Gli esperti dicono che due anni fa sarebbe stata una catastrofe anche per l’Europa, che l’anno scorso sarebbe stata durissima e che adesso invece il default sarebbe sopportabile. Mah: ho la sensazione che la verità, su questo punto, non la sappia nessuno. In ogni caso: i crediti greci in Europa equivalgono a 200 miliardi, e questa dunque è la prima perdita da mettere in conto (per ogni italiano si tratterebbe di un migliaio di euro). C’è poi l’effetto domino, su cui non vengono fornite – volutamente – informazioni troppo precise. Ci sarebbero le munizioni per salvare Portogallo e Irlanda, è molto dubbio che si possa salvare il sistema bancario spagnolo molto esposto su Atene. Come saprà, Madrid ha appena nazionalizzato Bankia e con questa sola mossa si è già ridotta allo stremo. Se il default di Atene portasse con sé una crisi spagnola, l’Italia potrebbe resistere? Intanto è sicuro che il ritorno della dracma avrebbe come effetto collaterale l’innalzarsi di tutti gli spread con i Bund tedeschi. Potremmo trovarci nuovamente con interessi sui nostri Btp al 7%. Mettiamo nel conto una certa fuga di capitali verso la Germania: i tanti euro trasfornati in dracme dei depositi greci, spaventerebbero infatti i correntisti dei paesi a rischio i quali sarebbero spinti a spostare i loro depositi in qualche paese sicuro. Per non correre il rischio di vedersi trasformati i preziosi euro in miserabili lire o pesos.

Perché la dracma, naturalmente, varrebbe meno dell’euro.

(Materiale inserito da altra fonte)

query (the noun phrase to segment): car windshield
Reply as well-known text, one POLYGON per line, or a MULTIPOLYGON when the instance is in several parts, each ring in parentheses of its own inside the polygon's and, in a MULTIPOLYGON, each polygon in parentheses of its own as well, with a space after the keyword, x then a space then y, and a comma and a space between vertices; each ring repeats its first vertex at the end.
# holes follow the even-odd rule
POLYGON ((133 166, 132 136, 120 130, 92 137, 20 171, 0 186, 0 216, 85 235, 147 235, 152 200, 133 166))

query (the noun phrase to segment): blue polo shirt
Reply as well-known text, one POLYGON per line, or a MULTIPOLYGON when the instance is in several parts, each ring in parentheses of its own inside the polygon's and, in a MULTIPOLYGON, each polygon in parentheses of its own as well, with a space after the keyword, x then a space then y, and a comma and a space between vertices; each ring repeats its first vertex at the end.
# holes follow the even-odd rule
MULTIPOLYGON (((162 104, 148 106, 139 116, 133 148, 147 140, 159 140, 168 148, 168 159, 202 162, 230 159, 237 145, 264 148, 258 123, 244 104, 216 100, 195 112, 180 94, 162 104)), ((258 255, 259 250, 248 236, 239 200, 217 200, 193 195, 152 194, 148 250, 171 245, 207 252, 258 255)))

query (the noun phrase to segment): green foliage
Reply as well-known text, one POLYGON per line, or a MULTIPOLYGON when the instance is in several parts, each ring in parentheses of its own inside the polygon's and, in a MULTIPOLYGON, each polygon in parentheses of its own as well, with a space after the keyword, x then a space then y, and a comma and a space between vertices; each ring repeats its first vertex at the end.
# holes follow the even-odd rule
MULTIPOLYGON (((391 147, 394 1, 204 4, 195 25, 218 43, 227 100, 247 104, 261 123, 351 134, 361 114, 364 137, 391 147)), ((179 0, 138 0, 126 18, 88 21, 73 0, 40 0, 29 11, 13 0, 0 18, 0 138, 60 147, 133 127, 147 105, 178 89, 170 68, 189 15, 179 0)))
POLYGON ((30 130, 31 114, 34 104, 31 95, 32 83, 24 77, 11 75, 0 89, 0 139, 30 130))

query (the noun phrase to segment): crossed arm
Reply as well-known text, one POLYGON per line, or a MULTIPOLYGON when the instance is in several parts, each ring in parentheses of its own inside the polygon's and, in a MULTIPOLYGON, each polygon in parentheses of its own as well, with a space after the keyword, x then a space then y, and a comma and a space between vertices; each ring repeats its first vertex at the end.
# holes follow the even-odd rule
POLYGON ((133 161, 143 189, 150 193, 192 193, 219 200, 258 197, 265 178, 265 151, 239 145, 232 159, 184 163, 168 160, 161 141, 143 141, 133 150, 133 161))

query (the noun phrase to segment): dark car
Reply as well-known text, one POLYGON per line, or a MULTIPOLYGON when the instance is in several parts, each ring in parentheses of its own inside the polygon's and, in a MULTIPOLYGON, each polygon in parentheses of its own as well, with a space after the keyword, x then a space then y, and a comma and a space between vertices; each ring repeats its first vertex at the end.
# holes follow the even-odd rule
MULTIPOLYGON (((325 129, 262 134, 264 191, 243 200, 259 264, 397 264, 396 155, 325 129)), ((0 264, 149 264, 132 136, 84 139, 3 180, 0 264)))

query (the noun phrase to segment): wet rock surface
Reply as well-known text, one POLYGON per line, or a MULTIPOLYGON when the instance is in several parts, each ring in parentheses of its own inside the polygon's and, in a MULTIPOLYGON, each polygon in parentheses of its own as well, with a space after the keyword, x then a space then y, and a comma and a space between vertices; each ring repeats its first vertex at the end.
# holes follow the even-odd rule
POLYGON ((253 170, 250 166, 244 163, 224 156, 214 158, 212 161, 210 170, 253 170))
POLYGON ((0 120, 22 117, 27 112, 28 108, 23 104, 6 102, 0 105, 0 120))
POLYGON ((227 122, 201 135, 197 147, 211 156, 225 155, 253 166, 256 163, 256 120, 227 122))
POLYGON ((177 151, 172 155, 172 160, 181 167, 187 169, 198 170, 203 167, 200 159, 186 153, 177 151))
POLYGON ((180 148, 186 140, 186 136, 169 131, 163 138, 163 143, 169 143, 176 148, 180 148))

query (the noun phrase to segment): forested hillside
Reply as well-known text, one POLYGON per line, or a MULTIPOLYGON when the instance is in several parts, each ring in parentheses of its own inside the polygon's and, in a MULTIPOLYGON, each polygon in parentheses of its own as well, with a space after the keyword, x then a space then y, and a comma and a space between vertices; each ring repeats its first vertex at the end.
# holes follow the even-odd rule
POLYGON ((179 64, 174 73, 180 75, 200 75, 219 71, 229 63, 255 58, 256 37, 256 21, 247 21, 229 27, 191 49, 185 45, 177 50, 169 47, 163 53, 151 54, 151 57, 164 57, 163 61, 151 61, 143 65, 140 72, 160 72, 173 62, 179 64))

La Grecia dovrebbe annunciare l’abbandono della moneta unica durante un week end. La trasformazione avverrebbe secondo il concambio di dieci anni fa, cioè 340,75 dracme per ogni euro in deposito. Nel primo minuto, il concambio sarebbe 1 a 1, cioè 1 euro per 1 dracma (in questo modo non ci sarebbero da fare troppe operazioni ai bancomat). Dal secondo minuto in poi, la dracma comincerebbe a perdere valore, si prevede fino dimezzare il valore iniziale (ma noi crediamo che scenderebbe molto, molto di più). L’inflazione andrebbe rapidamente al 20% come minimo. Nei giorni precedenti alla trasformazione, l’esercito presidierebbe le banche per impedire prelievi superiori ai 50 o ai 100 euro. Nei giorni successivi la benzina e altri generi di prima necessità sarebbero razionati. Alcuni esperti calcolano che non ci sarebbero troppi vantaggi neanche dai prezzi concorrenziali di turismo ed esportazioni agricole. Misalis Chrichoidis, attuale ministro dell’Interno, paventa lo scoppio dell guerra civile e l’imperversare  «di bande armate di kalashnikov, in guerra l’una con l’altra per prendersi il potere». È infatti possibile che per l’uscita della Grecia dall’euro complottino, oltre ai russi e ai cinesi, che hanno mire serie sulle infrastrutture del Paese, anche le grandi centrali della malavita, vogliose di mettere sotto controllo un altro territorio dopo il Kosovo.